Objectives: To review derangements of pathways of fibrin turnover that promote pathologic fibrin deposition in the acute respiratory distress syndrome and to review the contribution of the endothelium and parenchymal lung cells to the derangements. In addition, to review how these pathways can be exploited in specific clinical circumstances, including sepsis and acute lung injury. Lastly, to review newly recognized posttranscriptional and urokinase-dependent pathways by which the fibrinolytic system is regulated in the lung.
Data sources: Medical literature published in English from 1966 to present.
Data summary: Local abnormalities of fibrin turnover in the injured lung recapitulate the systemic changes observed in sepsis. In both circumstances, the procoagulant response is increased, whereas fibrinolytic activity is concurrently depressed. The increased procoagulant activity is related to tissue factor associated with factor VII/VIIa. Fibrinolytic activity in the vasculature is mainly attributable to tissue plasminogen activator, whereas extravascular fibrinolytic activity in the lung is mainly attributable to urokinase plasminogen activator (uPA). Depressed fibrinolytic activity is in large part attributable to plasminogen activator inhibitor-1. In sepsis, activated protein C is also deficient, potentiating the inflammatory response, coagulopathy, and depressed fibrinolysis. Recombinant human activated protein C (drotrecogin alfa [activated]) was successful as an intervention for sepsis in a recent phase 3 clinical trial (PROWESS).
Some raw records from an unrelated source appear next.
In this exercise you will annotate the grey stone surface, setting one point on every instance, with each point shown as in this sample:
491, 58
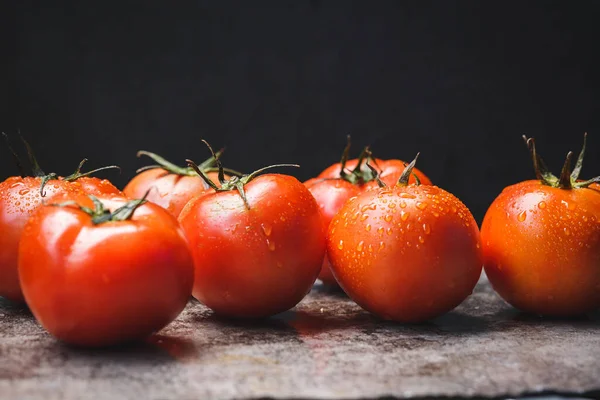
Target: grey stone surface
327, 347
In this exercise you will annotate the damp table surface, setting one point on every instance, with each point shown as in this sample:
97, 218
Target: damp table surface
325, 348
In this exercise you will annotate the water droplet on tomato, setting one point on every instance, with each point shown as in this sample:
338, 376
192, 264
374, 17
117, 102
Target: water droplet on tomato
426, 229
267, 229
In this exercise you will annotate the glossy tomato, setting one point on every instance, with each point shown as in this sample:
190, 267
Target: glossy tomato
407, 252
117, 271
541, 243
172, 186
346, 179
258, 244
19, 197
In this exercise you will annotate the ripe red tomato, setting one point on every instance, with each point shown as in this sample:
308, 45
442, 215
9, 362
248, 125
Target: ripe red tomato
331, 195
259, 256
173, 186
100, 277
19, 197
541, 243
333, 188
406, 253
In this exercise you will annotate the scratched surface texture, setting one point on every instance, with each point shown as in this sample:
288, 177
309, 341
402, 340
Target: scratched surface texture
326, 348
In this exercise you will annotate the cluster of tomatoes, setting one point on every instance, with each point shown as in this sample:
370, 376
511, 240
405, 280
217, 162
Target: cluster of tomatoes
99, 266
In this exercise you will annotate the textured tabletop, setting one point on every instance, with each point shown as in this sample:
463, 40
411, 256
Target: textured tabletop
327, 347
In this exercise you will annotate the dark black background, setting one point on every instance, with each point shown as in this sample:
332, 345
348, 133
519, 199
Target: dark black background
285, 81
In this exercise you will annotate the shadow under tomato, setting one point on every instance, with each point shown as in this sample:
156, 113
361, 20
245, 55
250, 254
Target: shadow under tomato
520, 317
14, 308
332, 290
155, 349
181, 349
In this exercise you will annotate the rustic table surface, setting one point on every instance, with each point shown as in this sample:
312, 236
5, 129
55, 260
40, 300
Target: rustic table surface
325, 348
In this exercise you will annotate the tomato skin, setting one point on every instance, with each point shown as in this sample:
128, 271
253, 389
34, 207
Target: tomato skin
542, 248
390, 171
100, 285
406, 254
19, 197
332, 193
330, 196
171, 191
256, 262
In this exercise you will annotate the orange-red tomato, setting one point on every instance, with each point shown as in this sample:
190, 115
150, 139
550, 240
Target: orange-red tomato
332, 189
405, 253
542, 248
19, 197
541, 242
258, 258
97, 284
331, 195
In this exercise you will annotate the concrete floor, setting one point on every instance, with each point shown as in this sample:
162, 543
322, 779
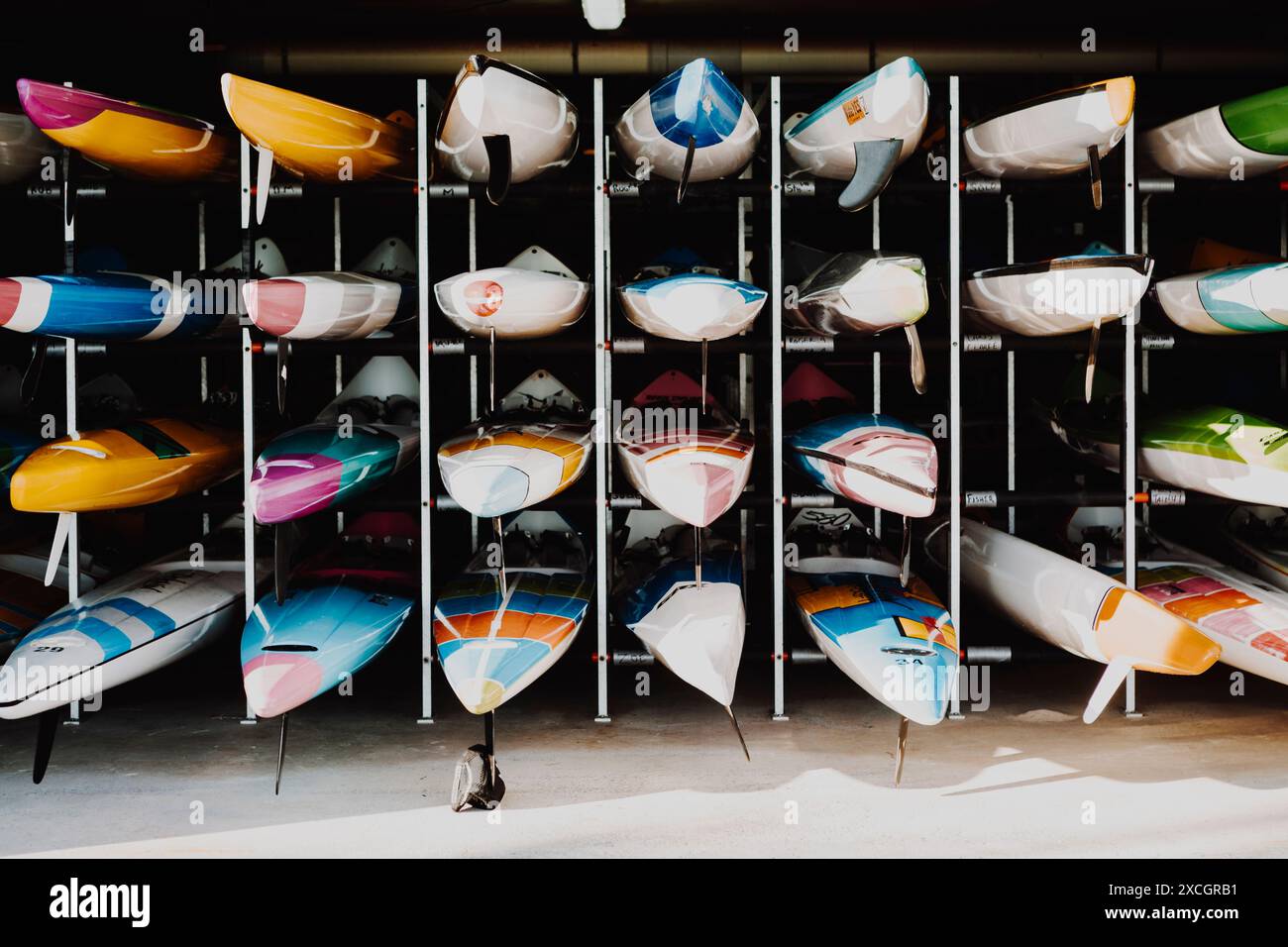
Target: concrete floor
1202, 774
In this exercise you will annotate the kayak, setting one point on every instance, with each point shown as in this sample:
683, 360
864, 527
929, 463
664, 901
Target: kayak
353, 304
502, 125
110, 305
692, 624
678, 296
362, 438
1077, 608
343, 608
136, 463
896, 642
863, 132
692, 125
1236, 140
529, 296
320, 141
535, 446
129, 626
690, 459
871, 459
125, 136
1229, 300
496, 635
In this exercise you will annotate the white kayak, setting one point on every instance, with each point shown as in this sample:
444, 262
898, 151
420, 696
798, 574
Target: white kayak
1236, 140
353, 304
502, 125
529, 296
1231, 300
692, 125
1077, 608
129, 626
863, 132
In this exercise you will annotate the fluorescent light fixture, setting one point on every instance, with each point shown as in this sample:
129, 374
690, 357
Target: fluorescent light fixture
604, 14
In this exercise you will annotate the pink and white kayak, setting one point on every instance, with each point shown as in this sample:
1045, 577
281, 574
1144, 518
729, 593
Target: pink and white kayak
683, 457
532, 295
377, 292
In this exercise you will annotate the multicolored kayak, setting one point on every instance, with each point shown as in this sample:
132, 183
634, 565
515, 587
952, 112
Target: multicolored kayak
1077, 608
1237, 140
532, 295
136, 463
679, 296
1244, 616
502, 125
1055, 134
896, 642
125, 136
871, 459
22, 147
1231, 300
130, 305
684, 457
320, 141
694, 125
535, 446
863, 132
863, 292
344, 607
498, 633
1212, 450
129, 626
362, 438
355, 304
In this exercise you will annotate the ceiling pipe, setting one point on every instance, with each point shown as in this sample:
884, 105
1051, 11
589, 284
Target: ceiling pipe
608, 56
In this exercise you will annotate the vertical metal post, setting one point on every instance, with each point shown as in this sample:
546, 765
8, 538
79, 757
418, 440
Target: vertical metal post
1128, 446
954, 372
248, 399
1010, 377
604, 433
776, 381
426, 560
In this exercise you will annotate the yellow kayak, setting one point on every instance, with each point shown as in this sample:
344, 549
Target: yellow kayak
134, 464
312, 138
125, 136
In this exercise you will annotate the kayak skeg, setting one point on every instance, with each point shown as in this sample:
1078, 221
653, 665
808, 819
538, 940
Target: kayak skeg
128, 137
1243, 615
362, 438
1209, 449
136, 463
896, 642
1076, 608
502, 125
1247, 137
532, 295
681, 298
694, 125
863, 132
378, 291
535, 446
694, 624
343, 608
129, 626
320, 141
497, 634
110, 305
872, 459
684, 457
1231, 300
22, 147
864, 292
1055, 134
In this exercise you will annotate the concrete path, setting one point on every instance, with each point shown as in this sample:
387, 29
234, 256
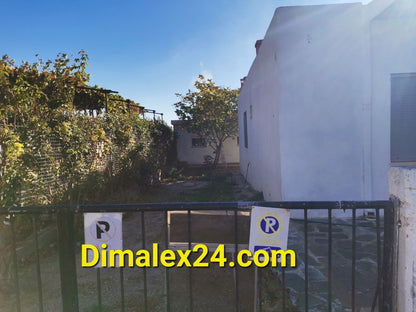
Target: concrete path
365, 268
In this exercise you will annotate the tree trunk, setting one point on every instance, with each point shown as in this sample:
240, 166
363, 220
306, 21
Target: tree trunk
217, 154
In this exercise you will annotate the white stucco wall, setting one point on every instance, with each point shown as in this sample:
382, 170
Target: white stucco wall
195, 155
320, 95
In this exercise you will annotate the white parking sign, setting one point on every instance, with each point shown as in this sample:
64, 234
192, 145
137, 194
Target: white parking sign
269, 229
103, 228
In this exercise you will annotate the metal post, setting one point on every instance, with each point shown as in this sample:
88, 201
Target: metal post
389, 267
66, 243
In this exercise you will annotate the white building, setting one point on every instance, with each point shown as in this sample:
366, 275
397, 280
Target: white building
192, 149
329, 86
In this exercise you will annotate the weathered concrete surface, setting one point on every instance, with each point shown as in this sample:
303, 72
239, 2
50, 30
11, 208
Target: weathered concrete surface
365, 268
402, 184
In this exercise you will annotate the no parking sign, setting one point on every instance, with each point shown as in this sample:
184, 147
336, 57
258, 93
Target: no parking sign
269, 229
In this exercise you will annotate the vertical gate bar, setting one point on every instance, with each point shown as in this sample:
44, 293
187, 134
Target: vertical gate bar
38, 274
167, 269
191, 298
144, 268
329, 260
305, 221
16, 275
122, 288
284, 288
67, 261
100, 307
378, 291
390, 257
353, 260
237, 294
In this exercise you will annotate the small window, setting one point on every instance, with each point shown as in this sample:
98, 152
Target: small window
199, 142
245, 131
403, 118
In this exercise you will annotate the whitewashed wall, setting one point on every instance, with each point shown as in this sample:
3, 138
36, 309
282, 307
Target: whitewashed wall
319, 92
195, 155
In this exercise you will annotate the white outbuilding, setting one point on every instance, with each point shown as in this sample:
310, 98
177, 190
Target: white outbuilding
329, 102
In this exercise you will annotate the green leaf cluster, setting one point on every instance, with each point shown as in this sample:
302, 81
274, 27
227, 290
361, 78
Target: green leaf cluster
55, 135
210, 111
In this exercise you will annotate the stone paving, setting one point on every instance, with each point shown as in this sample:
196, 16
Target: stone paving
366, 264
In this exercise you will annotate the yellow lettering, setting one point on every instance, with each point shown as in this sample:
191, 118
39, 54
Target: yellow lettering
168, 255
121, 254
143, 258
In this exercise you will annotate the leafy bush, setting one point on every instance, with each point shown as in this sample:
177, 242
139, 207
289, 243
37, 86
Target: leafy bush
61, 141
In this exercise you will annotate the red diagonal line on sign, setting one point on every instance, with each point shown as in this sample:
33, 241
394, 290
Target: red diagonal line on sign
270, 226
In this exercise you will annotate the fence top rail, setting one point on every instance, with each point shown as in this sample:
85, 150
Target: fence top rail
178, 206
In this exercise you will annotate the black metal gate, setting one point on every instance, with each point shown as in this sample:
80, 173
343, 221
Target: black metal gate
320, 282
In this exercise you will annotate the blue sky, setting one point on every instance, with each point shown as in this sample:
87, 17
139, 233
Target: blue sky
146, 50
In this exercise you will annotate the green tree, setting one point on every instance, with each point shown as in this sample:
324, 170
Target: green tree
211, 112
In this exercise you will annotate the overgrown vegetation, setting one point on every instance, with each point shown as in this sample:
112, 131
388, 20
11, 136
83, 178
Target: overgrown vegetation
211, 112
61, 141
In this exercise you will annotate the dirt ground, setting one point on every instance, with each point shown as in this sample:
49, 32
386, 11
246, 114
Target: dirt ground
207, 289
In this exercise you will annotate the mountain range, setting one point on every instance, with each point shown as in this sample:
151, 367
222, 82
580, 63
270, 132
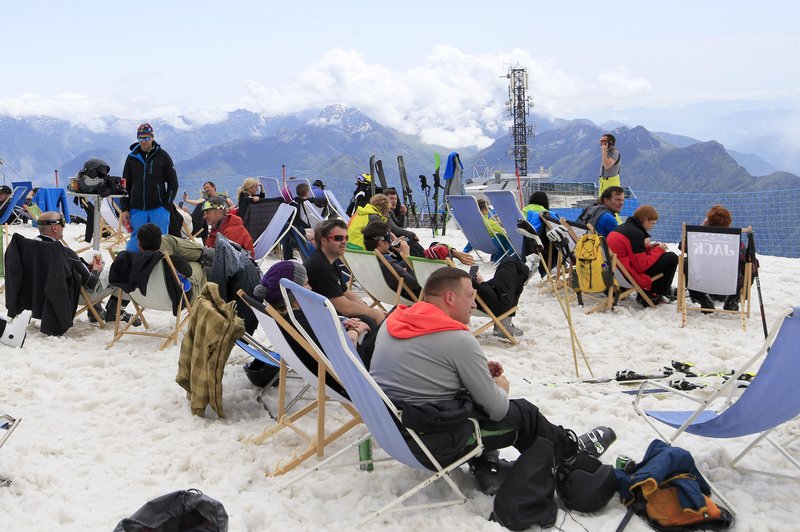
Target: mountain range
336, 142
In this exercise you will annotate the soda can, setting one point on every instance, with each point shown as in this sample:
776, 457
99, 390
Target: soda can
365, 455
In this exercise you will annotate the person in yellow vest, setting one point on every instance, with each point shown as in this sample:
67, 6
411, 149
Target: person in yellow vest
610, 159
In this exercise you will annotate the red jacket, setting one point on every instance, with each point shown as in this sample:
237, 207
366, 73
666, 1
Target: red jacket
627, 243
233, 229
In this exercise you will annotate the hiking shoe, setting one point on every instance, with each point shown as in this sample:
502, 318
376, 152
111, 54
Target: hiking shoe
100, 312
731, 303
490, 471
111, 315
596, 441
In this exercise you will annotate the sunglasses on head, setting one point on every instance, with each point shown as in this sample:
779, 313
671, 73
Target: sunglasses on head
57, 221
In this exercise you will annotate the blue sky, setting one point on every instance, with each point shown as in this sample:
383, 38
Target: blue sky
433, 69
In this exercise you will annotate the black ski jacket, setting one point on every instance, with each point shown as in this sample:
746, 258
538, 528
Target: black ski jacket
150, 179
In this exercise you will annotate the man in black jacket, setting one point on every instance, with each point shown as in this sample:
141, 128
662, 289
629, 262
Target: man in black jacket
151, 184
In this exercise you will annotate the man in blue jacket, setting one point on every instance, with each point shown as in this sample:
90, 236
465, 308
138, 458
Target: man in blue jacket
151, 184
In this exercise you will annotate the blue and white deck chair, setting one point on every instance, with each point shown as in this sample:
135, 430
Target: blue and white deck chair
468, 215
505, 205
269, 319
770, 400
276, 229
7, 426
272, 188
334, 204
376, 409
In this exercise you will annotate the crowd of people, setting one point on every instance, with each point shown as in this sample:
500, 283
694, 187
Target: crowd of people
420, 354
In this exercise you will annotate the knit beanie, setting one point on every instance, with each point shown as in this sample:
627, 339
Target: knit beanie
270, 289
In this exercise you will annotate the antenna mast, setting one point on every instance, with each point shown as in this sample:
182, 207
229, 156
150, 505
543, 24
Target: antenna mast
519, 105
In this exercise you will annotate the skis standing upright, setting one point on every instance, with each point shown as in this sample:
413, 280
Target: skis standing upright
436, 186
408, 195
381, 175
372, 175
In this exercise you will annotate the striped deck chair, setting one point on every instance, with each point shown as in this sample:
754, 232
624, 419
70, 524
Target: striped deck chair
769, 401
380, 415
423, 268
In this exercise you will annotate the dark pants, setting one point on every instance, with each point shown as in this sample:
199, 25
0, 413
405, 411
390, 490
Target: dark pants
666, 264
502, 291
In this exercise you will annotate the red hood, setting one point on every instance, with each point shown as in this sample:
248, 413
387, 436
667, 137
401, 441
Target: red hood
421, 318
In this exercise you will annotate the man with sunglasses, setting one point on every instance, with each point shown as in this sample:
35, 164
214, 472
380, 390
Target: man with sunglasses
51, 229
151, 184
325, 274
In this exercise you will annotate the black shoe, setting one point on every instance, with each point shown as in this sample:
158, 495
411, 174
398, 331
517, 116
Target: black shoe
100, 312
731, 303
596, 441
490, 471
705, 301
111, 315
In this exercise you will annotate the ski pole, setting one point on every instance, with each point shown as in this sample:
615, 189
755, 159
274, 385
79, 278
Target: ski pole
751, 257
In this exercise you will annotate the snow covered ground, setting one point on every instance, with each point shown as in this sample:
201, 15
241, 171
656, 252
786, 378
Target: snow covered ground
104, 431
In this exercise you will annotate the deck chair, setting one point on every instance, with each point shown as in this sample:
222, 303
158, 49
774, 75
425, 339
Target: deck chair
272, 188
709, 263
378, 412
507, 209
366, 269
423, 268
7, 426
469, 218
157, 298
271, 323
770, 400
278, 227
337, 208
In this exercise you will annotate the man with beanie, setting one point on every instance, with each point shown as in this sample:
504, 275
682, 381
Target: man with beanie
151, 185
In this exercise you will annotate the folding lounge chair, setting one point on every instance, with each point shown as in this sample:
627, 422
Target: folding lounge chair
423, 268
333, 202
271, 323
770, 400
711, 266
377, 410
157, 298
277, 228
366, 269
469, 218
505, 205
7, 426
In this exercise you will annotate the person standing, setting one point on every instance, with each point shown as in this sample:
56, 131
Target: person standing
609, 162
151, 184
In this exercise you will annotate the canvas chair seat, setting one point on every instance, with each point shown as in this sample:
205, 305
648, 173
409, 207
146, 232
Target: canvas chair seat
423, 268
769, 401
271, 323
468, 216
157, 298
377, 410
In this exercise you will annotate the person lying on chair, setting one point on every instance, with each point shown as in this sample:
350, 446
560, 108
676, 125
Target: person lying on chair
94, 277
425, 354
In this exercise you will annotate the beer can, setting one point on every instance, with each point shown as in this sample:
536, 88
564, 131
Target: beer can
365, 455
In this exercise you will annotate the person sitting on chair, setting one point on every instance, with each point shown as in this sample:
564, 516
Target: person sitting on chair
93, 276
642, 258
425, 354
500, 293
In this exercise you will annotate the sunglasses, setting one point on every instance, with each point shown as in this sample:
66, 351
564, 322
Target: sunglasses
57, 221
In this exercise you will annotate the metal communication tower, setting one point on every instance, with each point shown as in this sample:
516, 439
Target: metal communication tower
519, 105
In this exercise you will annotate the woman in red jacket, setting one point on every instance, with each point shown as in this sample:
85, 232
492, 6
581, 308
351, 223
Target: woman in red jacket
641, 257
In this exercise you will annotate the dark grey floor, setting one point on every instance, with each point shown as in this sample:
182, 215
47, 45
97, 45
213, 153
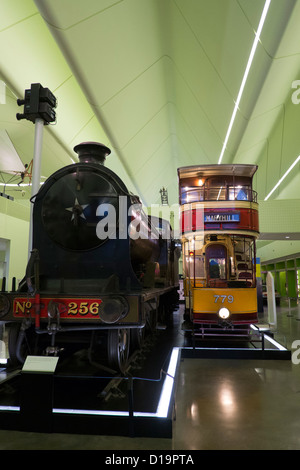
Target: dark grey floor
220, 404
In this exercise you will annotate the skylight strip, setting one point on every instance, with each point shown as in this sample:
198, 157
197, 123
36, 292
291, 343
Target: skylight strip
283, 177
247, 70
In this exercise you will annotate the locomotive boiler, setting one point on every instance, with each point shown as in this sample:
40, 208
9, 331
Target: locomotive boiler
101, 272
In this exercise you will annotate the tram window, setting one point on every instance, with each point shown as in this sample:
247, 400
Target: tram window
217, 268
239, 193
199, 266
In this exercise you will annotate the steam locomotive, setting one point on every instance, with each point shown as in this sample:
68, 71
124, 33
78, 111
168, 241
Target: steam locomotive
101, 272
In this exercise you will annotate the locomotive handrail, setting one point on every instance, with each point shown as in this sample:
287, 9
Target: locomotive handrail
218, 193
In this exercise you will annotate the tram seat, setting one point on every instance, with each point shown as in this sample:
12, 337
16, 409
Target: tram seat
243, 266
218, 283
245, 275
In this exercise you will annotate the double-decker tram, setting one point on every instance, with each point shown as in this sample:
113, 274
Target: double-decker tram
219, 224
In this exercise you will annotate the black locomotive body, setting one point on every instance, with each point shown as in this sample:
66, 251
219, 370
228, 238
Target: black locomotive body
100, 273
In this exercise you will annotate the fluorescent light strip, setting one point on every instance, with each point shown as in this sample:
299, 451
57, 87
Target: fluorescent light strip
254, 46
283, 177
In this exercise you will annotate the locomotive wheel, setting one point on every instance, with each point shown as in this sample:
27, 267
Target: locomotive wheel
118, 348
137, 336
17, 348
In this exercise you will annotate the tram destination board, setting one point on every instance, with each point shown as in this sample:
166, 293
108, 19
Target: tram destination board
222, 217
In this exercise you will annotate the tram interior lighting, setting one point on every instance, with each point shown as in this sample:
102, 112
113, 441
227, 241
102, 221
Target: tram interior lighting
246, 73
283, 177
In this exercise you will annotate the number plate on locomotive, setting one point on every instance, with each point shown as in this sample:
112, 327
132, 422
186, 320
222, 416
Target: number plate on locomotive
68, 307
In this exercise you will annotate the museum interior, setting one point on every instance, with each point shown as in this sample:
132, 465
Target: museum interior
162, 112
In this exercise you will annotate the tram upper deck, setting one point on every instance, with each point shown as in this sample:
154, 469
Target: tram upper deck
216, 183
218, 198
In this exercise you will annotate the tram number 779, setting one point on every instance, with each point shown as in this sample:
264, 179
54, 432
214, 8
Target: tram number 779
222, 298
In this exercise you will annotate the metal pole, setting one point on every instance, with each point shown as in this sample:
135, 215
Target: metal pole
36, 171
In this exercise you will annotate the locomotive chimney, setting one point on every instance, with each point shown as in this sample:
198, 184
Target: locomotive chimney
92, 152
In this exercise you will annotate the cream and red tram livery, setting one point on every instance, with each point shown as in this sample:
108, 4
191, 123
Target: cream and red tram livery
219, 223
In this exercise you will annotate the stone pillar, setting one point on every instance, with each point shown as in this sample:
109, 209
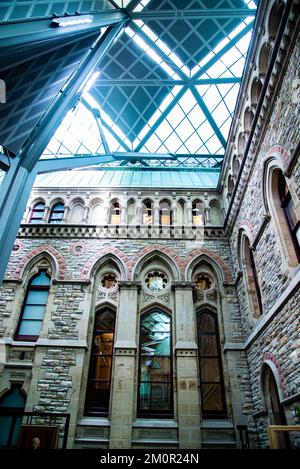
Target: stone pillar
187, 368
189, 215
139, 213
123, 380
156, 213
66, 213
123, 209
174, 211
206, 215
46, 214
86, 214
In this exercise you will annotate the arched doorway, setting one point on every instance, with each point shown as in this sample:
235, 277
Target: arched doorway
12, 404
274, 407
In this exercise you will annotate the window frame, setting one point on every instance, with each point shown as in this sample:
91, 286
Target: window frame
102, 411
286, 199
55, 221
30, 288
223, 414
34, 211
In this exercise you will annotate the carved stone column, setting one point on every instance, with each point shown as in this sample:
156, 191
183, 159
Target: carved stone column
189, 215
123, 388
46, 214
66, 213
186, 351
86, 214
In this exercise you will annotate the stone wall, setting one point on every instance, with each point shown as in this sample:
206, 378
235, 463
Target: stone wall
277, 330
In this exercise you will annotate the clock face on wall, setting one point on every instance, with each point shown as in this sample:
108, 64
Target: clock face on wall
156, 281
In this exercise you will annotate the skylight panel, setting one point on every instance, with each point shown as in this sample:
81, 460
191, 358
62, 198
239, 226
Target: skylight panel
141, 5
175, 116
185, 130
205, 130
173, 143
152, 144
194, 143
164, 130
187, 102
213, 145
163, 47
196, 116
226, 127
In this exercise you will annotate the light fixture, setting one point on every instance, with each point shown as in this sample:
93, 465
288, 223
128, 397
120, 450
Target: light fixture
71, 20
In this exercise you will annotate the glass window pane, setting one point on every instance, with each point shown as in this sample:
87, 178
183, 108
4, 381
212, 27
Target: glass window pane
42, 280
105, 320
208, 345
291, 214
34, 312
155, 396
155, 369
37, 297
210, 370
56, 216
212, 397
206, 323
30, 328
58, 207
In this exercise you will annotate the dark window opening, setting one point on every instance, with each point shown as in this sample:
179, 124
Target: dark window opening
211, 375
155, 395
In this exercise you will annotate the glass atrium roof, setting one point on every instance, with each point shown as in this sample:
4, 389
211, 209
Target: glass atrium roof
167, 86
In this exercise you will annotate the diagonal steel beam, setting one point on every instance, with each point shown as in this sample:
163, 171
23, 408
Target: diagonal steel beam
161, 118
49, 165
159, 52
26, 32
223, 51
208, 116
17, 183
167, 82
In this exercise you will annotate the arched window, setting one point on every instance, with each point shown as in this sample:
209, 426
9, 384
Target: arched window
210, 363
155, 397
165, 214
131, 212
99, 380
98, 214
274, 407
57, 213
288, 208
198, 212
115, 214
11, 405
77, 212
251, 277
37, 213
34, 308
147, 212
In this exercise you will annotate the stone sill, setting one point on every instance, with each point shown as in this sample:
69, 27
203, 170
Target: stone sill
265, 319
150, 423
211, 424
91, 440
18, 364
155, 442
93, 422
120, 231
45, 343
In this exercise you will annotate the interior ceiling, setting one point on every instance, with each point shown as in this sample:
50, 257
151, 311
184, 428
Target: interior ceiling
168, 84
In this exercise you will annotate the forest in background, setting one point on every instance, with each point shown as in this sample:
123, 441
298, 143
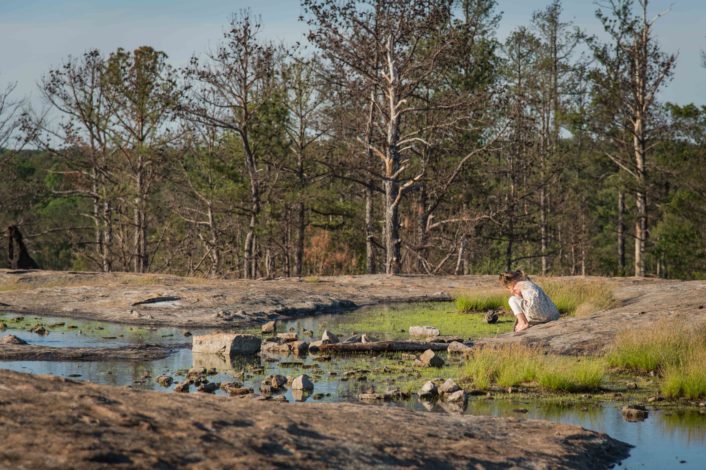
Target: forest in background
400, 137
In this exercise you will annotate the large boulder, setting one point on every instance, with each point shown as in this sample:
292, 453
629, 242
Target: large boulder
449, 387
226, 344
329, 337
430, 359
269, 328
428, 391
459, 348
423, 331
12, 339
303, 382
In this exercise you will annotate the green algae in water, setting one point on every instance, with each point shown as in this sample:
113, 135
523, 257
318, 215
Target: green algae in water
392, 322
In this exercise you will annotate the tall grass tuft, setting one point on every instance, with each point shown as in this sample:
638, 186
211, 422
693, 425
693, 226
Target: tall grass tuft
676, 351
514, 365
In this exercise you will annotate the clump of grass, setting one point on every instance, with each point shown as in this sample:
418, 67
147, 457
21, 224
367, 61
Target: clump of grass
514, 365
687, 379
676, 351
657, 347
480, 301
579, 296
568, 374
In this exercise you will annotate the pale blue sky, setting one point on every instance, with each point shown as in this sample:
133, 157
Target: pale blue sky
38, 34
Recently, novel posttranscriptional pathways that regulate expression of uPA, its receptor (uPAR), and plasminogen activator inhibitor-1 have been identified. The responsible mechanisms involve cis-trans interactions between newly recognized messenger RNA (mRNA) binding sequences and mRNA binding proteins. A 51 nucleotide mRNA binding sequence within the coding region of uPAR mRNA interacts with a novel 50-kDa mRNA binding protein to destabilize the message. Sequences within the 3' untranslated region of uPA or plasminogen activator inhibitor-1 mRNA interact with 30- and 60-kDa proteins, respectively, to regulate message stability. All of these pathways operate in lung epithelial cells, and endothelial cells regulate uPA expression through a similar pathway. In addition, uPA itself is capable of inducing expression of other components of the fibrinolytic system, including uPAR. This observation defines another feedback loop that could amplify local fibrinolysis and other uPA- or uPAR-mediated cellular responses, including cellular proteolysis, proliferation, and directed cellular migration.
Conclusions: Novel posttranscriptional pathways regulate expression of uPA, uPAR, and plasminogen activator inhibitor-1. uPA itself is capable of inducing other components of the fibrinolytic system. Some or all of these newly recognized pathways are operative in endothelial and parenchymal lung cells and may influence disordered fibrin turnover in the injured lung.